About 25 Timberline PK-8 School students left their East Mountain View Avenue school on Friday morning and walked to downtown Longmont's Civic Center to urge adoption of gun-safety measures and to commemorate the 19th anniversary of the Columbine High School shooting massacre.

Such demonstrations occurred across the nation, and Jestiny Morado, 13, said she and her fellow Timberline seventh-graders held their own march after "we heard it on the news."

Morado said her mother, Felicia Morado, encouraged her to participate in Friday's demonstration because her mother knew two or three of the people who died in the Columbine shooting in which 12 students and a teacher were killed.

Angel De La Rocha, 12, said the occasion offered him and other Timberline students a chance to show their concerns about the need to crack down "on gun violence."

After hearing the students were on their way, Mayor Brian Bagley and Councilwoman Polly Christensen — who'd just concluded a Friday morning City Council work session — greeted the students outside Longmont's Safety and Justice Center and invited them into the Civic Center's council chambers.

There, they were joined by Public Safety Chief Mike Butler, with Timberline school resource officer Chris Borchowiec looking on from the back of the room. Borchowiec, a Longmont police officer, went to the Civic Center earlier to alert officials that the students were on their way.

"Congratulations on exercising you right to speak up," Bagley told the youth before asking them: "What would you like to see your government do?"

Students' answers included calls for more and stricter background checks of people seeking to purchase firearms as well as setting higher age limits for buying guns.

Bagley asked them if they're personally scared when they hear about new school shooting incidents.

"Yeah!" most of the students immediately replied in unison.
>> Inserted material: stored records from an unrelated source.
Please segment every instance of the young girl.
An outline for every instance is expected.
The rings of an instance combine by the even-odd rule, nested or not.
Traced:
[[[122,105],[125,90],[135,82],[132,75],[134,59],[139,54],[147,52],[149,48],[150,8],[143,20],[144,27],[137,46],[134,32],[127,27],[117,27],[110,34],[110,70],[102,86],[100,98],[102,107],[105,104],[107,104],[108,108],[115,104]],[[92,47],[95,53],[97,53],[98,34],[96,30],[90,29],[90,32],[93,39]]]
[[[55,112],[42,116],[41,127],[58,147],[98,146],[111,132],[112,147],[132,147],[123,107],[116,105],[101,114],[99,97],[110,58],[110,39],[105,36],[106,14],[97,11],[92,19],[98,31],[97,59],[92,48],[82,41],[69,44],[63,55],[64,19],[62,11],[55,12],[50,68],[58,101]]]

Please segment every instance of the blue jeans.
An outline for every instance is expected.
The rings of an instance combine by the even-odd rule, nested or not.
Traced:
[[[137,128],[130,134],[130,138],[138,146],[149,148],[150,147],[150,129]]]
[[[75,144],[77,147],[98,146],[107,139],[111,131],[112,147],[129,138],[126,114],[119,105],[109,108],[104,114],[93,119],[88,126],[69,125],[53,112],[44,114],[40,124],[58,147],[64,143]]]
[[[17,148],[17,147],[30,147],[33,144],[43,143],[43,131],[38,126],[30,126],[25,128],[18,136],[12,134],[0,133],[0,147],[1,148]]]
Butler told the Timberline students that while he appreciated their concerns about the availability of guns, there are other mental and emotional factors that can lead to some students taking up arms to attack their classmates, teachers and school staffs.

He encouraged the students to try to befriend any classmate who appears to be isolated and may be struggling with depression because of not having friends, and to tell those classmates that "we do care about you."

In schools, as well as elsewhere in the community, people "are struggling" with such personal issues, Butler said, and they need to know that other people care about them.

If more students did that in their schools, that would go a great way toward increasing school safety, he said.

Christensen told the students of her concerns about the proliferation of firearms in the nation.

"This country has enough guns for every man, woman and baby to have eight guns," the councilwoman said.

Christensen said she's been getting letters suggesting that the council sponsor a community forum discussion of gun issues.

Bagley and Butler also urged the students to notify school officials or police whenever those students hear or observe a fellow student saying or doing something that could lead to a dangerous or deadly incident.

"When you see something, tell somebody," Bagley said.

"If you see something, let us know," Butler said.

After their meeting with Bagley, Butler and Christensen inside the Civic Center, the Timberline students walked across Third Avenue to the Safety and Justice Center, waiting briefly for a St. Vrain Valley School District bus that district officials sent to take them back to Timberline rather than them having to walk back to their school.